The Dreaded Ankle Sprain

By Chris Carlsen

The Dreaded Ankle Sprain and How to Restore Gait Pattern and Ankle Stability

The high ankle sprain was practically unknown thirty years ago, but today, this injury has become more pervasive. Part of the problem can be attributed to footwear that over-stabilizes the ankle (such as high top sneakers) and shoes with big, cushy heels. In addition, the general lack of youth strength training, which builds strong feet, has led to dramatic increases in ankle injuries. Aside from hip and core strength, one of the most glaring weaknesses I see in working with my young athletes lies in their feet.   In addition to shoddy sneakers, the paucity of walking today contributes to weak ankles. As a child, my parents did not drive, so I walked everywhere (which was not uncommon for growing up in NYC). From when I was four years old, my mother and I trekked three miles, twice per week, to my grandparents’ house and back. I feel my ankles have remained healthy, even through years of playing football and other sports, due to this fact.

When young athletes are led to believe that they must rely on high top sneakers for ankle support, or shoes with large heels for stabilization, their proprioception (the body’s sensory awareness of itself in space) and stabilization muscles shut off and become weak.
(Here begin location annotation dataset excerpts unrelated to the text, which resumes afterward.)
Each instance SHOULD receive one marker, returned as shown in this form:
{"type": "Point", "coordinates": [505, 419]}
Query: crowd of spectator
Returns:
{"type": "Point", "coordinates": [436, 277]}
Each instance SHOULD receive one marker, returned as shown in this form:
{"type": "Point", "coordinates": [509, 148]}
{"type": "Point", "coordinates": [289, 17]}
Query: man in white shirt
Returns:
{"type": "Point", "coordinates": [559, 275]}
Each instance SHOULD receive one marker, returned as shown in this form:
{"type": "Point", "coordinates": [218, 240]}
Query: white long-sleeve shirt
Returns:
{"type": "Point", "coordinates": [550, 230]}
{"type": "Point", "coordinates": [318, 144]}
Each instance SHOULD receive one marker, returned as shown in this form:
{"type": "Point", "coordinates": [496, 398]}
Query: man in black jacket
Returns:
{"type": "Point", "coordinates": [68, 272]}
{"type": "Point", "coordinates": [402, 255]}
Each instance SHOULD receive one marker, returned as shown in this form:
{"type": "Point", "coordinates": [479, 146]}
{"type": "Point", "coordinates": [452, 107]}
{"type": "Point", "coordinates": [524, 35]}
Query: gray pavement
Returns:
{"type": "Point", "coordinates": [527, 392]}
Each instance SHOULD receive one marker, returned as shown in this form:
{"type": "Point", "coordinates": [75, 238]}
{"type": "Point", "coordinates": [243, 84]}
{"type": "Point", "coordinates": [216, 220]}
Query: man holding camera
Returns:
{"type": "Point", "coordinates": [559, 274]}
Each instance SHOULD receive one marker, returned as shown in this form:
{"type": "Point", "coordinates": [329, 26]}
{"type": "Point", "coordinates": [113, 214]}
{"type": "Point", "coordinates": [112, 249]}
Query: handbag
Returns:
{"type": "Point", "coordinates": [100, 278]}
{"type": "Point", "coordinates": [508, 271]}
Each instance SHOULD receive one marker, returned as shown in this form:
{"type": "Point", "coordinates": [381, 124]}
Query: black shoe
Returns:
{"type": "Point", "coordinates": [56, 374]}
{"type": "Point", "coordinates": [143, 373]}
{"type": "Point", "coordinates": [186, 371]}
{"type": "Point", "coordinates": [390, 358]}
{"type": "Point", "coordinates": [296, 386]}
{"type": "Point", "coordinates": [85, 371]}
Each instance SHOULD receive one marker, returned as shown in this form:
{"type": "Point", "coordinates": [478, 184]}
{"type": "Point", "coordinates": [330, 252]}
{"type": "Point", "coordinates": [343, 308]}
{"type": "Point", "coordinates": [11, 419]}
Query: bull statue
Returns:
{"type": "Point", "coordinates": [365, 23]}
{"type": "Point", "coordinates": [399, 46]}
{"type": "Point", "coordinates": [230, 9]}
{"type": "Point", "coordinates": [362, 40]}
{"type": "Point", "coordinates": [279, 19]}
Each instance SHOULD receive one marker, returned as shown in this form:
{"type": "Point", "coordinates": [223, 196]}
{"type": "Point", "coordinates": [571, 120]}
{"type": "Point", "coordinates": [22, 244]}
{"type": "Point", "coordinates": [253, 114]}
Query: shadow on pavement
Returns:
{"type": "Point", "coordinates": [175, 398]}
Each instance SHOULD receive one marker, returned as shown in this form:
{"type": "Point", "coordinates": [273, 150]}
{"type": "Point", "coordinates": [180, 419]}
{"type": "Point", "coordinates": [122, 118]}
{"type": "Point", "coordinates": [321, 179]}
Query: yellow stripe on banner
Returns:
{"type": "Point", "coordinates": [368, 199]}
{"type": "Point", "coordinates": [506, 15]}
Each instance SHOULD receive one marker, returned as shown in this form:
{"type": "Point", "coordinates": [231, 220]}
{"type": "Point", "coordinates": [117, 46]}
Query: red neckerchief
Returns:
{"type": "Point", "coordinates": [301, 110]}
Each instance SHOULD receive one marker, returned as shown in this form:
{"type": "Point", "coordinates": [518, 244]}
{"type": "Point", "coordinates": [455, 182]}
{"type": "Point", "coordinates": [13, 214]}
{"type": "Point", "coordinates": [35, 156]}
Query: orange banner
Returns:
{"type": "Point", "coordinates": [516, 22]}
This can, for instance, lead to ankle sprains in basketball players; a sport that is a leading cause of anterior knee pain. The ankle’s primary role is to stabilize the knee. When athletes lose ankle mobility, it follows that they lose knee stability. Interestingly enough, soccer players (who wear flat footwear) "have few ankle or patella-femoral problems, yet [they] use a low-cut, lightweight shoe on grass. Training with less artificial stability at the ankle joint probably protects the ankle and knee".[i] Thus, modifying an athlete’s choice of footwear can have vast implications for their ankle and knee health.

 It's the shoes, the shoes, it's gotta be the shoes!

It's the shoes, the shoes, it's gotta be the shoes!

Incurring an ankle sprain is devastating. Not only are athletes or clients unable to perform in events, the compensation pattern adopted can lead to many more problems that do not necessarily trace back to the ankle. With an ankle injury (as with other injuries), the waist muscles opposite to the injury tighten out of the need to both compensate and lighten the load placed on the injured area until the body heals. Even after the injury heals, the compensation pattern can sometimes remains dominant. This will leave athletes with more pressure on one side of their body and can lead to improper leg length, uneven gait and possibly a lowered shoulder. These deficiencies also constitute the new resting length of their muscles, and will follow them onto the squat rack, bench, powerlifting platform and even the court or field. Athletes aside, most individuals will incur trauma in their lives, and although proper training and conditioning can help decrease the probability of getting hurt, there are still too many variables to completely avoid injury (fatigue for one). One way to help restore gait and pelvic rhythm for someone who has had an ankle sprain is by adopting somatic training, which focuses on restoring primal movement patterns (fitness and somatics). The more my students can connect to a feeling and rhythm the more they can feel the compensations patterns. This restoration will also allow them to go into their training session in a more optimal postural alignment. The two most beneficial somatic exercises for improving ankle issues and correcting one’s gait, or their style of walking, are the human X and the wash cloth.  

    Click on Martha's book to be linked to her website

 

Click on Martha's book to be linked to her website

In Move Without Pain, Martha Peterson described how the human X pattern promotes awareness of the waist muscles by getting one’s hips to move up and down, alternately lengthening and shortening the muscles. This is important for increasing flexibility in the pelvis, which in turn promotes smoother, easier walking.The wash cloth mimics the motion of walking, in that when one leg reaches down, the opposite side of the waist contracts.  Martha wrote that if the center of the body is tight, the pelvis won't relax and rock, and the movement pattern will be compromised. These exercises are quite advantageous for those recovering from ankle sprains because they reintegrate fundamental walking patterns that are ruptured after an injury.

* I follow this up with walking and paying close attention to rhythm of the pelvis.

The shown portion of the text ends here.